Two bills, SB9 by state Sen. Tommy Williams, R-The Woodlands, and HB9 by state Rep. Burt Solomons, R-Carrollton, would take state funding away from local governments and law enforcement agencies that enact policies prohibiting officers and other employees from questioning the immigration status of people they've arrested or lawfully detained. SB 9 also extends the government’s Secure Communities program and codifies stricter regulations for legal residents applying for driver’s licenses and IDs
If the State Affairs panel votes out a bill, and if it’s SB9 that gets voted out, look for Democrats to call points of order to try and send the bill back to committee.

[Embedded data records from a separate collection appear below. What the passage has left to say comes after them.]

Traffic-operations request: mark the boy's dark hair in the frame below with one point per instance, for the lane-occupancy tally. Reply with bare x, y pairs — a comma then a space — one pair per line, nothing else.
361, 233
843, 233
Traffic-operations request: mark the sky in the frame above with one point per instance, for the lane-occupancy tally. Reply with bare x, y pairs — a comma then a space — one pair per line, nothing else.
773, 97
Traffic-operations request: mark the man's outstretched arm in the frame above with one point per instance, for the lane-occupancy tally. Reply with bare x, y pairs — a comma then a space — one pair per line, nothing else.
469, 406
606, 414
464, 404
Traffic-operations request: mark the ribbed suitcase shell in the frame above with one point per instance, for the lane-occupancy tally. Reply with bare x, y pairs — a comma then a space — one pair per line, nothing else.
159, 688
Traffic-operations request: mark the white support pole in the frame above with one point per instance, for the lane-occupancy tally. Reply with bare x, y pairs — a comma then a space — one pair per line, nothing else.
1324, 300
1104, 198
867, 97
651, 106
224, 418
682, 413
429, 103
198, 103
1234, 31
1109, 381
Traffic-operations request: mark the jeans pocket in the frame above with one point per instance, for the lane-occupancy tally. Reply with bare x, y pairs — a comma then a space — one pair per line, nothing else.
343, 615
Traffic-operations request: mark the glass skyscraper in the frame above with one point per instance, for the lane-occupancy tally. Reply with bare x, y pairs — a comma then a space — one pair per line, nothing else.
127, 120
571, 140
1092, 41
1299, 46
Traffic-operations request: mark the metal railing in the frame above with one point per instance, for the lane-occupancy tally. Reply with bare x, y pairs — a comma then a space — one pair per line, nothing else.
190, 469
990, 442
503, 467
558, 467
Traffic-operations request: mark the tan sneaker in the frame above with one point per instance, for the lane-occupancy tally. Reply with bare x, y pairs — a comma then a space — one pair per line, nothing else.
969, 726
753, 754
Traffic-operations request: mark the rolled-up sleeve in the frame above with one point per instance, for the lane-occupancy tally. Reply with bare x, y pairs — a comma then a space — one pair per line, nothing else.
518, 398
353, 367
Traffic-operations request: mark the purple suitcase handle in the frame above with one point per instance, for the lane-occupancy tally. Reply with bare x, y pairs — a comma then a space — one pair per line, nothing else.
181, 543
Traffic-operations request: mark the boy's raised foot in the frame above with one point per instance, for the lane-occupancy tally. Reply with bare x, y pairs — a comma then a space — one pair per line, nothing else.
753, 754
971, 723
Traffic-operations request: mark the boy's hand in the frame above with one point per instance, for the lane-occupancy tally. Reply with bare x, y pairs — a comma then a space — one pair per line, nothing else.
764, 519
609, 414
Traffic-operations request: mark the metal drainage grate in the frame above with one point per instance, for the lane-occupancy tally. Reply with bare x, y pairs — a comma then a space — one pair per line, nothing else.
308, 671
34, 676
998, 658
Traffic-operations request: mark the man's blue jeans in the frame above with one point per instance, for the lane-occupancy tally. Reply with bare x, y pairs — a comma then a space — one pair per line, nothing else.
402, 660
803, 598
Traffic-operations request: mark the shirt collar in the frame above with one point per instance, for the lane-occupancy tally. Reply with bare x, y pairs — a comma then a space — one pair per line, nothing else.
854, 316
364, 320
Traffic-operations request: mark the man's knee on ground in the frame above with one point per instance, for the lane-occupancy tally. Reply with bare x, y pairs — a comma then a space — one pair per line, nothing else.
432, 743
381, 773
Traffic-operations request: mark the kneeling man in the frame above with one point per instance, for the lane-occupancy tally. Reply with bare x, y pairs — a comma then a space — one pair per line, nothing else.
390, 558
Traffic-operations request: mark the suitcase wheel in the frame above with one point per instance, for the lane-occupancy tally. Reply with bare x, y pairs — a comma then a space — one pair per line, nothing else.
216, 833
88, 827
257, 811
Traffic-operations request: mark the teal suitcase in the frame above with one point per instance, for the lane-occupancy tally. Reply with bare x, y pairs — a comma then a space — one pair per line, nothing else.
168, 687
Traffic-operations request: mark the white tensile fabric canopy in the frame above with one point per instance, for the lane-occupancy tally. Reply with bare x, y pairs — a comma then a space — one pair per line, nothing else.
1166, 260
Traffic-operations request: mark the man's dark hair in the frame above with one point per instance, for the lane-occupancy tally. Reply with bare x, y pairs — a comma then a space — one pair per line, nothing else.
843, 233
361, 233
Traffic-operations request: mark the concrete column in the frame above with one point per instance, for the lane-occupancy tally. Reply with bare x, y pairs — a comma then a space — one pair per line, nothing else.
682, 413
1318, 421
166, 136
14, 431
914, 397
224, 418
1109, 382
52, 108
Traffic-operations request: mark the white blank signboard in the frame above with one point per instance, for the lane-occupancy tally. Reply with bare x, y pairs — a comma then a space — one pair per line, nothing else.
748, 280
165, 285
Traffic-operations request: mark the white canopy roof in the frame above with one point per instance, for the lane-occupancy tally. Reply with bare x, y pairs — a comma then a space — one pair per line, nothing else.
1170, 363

If it’s HB9, the bill is likely dead. It hasn’t cleared either chamber and wouldn’t be taken up in the House until Tuesday or Wednesday. It would be a twist on what happened in the regular session, when Williams substituted his bill for the House bill; Solomons could play that back next week, leaving the Senate with the House bill and little time to do anything about it.
The timing allows Democratic opponents to snipe at either bill as the clock runs out.
And then there’s option three — Groundhog Day. Sanctuary cities could get added to the agenda of another special session if, say, the TWIA bill isn't settled in this one.